Ehemalige Fruchtscheuer Hardheim-Breitenau zum Denkmal des Monats Januar 2018 ernannt

Artikel eingestellt am 22. Dezember 2017

Stuttgart / Hardheim-Breitenau – Sie ist ein wahres Kleinod aus dem 15. Jahrhundert, die ehemalige Fruchtscheuer in Hardheim-Breitenau, und sie ist Teil des Anwesens Graf Ballestrem im idyllischen Erftal. Weil ihr Eigentümer sich darum kümmert, das Kulturdenkmal vor dem Verfall zu retten und es denkmalgerecht saniert, erhält das Wirtschafts- und Stallgebäude des ehemaligen Klosters Bronnbach jetzt die Auszeichnung „Denkmal des Monats Januar 2018“. Mit diesem Prädikat würdigt die Denkmalstiftung Baden-Württemberg das Bemühen der Eigentümerfamilie um den Erhalt dieses Kulturdenkmals, das auf dem touristischen Radweg in Hardheim-Breitenau durchaus eine historische Rarität darstellt.
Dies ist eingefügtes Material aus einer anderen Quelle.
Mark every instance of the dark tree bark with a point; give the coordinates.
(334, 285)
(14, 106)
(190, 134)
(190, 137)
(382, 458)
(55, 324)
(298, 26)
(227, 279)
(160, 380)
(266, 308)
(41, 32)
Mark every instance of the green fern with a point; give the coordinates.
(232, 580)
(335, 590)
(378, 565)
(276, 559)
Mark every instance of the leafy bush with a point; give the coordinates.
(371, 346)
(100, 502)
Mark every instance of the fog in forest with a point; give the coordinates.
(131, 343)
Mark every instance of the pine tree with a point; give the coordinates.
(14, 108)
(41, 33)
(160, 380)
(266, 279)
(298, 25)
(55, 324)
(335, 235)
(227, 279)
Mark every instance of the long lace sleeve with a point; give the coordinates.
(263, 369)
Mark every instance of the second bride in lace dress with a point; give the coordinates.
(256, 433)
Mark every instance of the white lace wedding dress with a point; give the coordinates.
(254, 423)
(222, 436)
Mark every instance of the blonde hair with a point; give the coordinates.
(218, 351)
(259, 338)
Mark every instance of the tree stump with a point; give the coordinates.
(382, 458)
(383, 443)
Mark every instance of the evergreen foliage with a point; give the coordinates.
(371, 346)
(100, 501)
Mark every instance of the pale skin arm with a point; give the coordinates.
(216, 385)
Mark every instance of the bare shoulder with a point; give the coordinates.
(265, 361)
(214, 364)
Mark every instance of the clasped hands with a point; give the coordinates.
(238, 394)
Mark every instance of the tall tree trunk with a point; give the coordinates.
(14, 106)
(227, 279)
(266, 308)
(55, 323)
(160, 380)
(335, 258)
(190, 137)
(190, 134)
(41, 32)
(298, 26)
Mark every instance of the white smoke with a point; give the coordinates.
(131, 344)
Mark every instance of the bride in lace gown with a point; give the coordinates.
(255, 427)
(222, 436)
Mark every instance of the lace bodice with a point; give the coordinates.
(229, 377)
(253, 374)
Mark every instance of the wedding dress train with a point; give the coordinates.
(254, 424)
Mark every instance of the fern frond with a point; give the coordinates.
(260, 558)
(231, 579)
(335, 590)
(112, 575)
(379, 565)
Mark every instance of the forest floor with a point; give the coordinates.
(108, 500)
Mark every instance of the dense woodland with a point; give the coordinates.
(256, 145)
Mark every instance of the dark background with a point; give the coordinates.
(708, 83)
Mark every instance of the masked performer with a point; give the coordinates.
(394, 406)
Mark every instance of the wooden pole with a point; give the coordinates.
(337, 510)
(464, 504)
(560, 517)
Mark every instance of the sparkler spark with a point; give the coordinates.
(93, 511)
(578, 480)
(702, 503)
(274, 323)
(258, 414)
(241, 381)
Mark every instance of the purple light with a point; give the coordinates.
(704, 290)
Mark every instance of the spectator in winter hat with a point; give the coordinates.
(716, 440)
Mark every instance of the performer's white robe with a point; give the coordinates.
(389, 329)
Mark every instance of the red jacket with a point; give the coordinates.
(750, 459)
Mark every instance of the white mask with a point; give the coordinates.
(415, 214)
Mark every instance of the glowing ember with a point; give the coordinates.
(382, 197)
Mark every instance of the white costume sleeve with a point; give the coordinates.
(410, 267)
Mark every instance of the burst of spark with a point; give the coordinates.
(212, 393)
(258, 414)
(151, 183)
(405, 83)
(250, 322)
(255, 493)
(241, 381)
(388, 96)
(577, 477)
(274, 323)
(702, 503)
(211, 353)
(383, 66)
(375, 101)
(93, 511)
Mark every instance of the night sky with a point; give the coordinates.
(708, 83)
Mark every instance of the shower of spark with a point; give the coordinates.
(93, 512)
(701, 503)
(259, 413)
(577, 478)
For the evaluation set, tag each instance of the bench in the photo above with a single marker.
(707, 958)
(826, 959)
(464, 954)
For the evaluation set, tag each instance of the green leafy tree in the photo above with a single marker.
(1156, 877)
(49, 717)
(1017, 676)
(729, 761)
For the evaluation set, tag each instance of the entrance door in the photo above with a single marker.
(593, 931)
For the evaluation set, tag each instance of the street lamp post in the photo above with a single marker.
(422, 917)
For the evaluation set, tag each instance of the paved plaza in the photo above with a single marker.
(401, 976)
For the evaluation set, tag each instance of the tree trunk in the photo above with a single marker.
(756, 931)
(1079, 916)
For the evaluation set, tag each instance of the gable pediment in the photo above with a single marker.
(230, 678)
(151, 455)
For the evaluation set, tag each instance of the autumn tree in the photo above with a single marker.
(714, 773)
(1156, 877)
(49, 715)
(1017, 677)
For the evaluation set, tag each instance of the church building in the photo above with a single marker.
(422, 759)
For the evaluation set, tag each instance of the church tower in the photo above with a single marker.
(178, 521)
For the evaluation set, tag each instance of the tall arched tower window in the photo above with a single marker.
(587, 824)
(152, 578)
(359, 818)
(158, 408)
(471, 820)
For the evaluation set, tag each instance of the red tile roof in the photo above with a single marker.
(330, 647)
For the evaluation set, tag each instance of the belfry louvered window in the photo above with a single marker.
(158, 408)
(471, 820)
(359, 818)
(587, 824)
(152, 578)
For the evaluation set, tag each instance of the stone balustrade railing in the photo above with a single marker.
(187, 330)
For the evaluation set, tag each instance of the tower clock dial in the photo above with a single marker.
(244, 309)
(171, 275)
Ein erster Schritt zum Erhalt der Fruchtscheune aus dem Jahr 1463 war die neue Dacheindeckung. Jetzt ist das Gebäude dicht. Weitere denkmalgerechte Sanierungsschritte folgen in den nächsten zwei Jahren. Mauer, Tore, Türen und Fenster sollen renoviert und so das Gebäude für die Zukunft gesichert werden. Genutzt wird das vermutlich älteste Bauwerk in der Region zwischen Walldürn und Tauberbischofsheim als Lagerraum. Ab und zu sollen dort auch kulturelle Veranstaltungen stattfinden. Die Denkmalstiftung hat im Herbst 2016 einen ansehnlichen Betrag für die Renovierung bewilligt.

Denkmalstiftung Baden-Württemberg

Nach ihrem Motto „Bürger retten Denkmale“ fördert die Denkmalstiftung Baden-Württemberg insbesondere private Initiativen und gemeinnützige Bürgeraktionen, die sich für den Erhalt von Kulturdenkmalen im Land engagieren.

Im Jahr 2017 hat die Stiftung bürgerlichen Rechts bereits 33 Projekte unterstützt, im Jahr 2016 waren es 34. Seit ihrer Gründung hat sie mehr als 1.400 Vorhaben gefördert, um Baudenkmale vor dem Verfall zu retten. Möglich war dies, weil sie neben den Erträgen aus dem Stiftungskapital auch erhebliche Mittel aus der Lotterie GlücksSpirale erhält. Für die Förderung und die Öffentlichkeitsarbeit zum Denkmalschutz bleibt die Denkmalstiftung Baden-Württemberg aber mehr denn je auf großzügige Spenden angewiesen.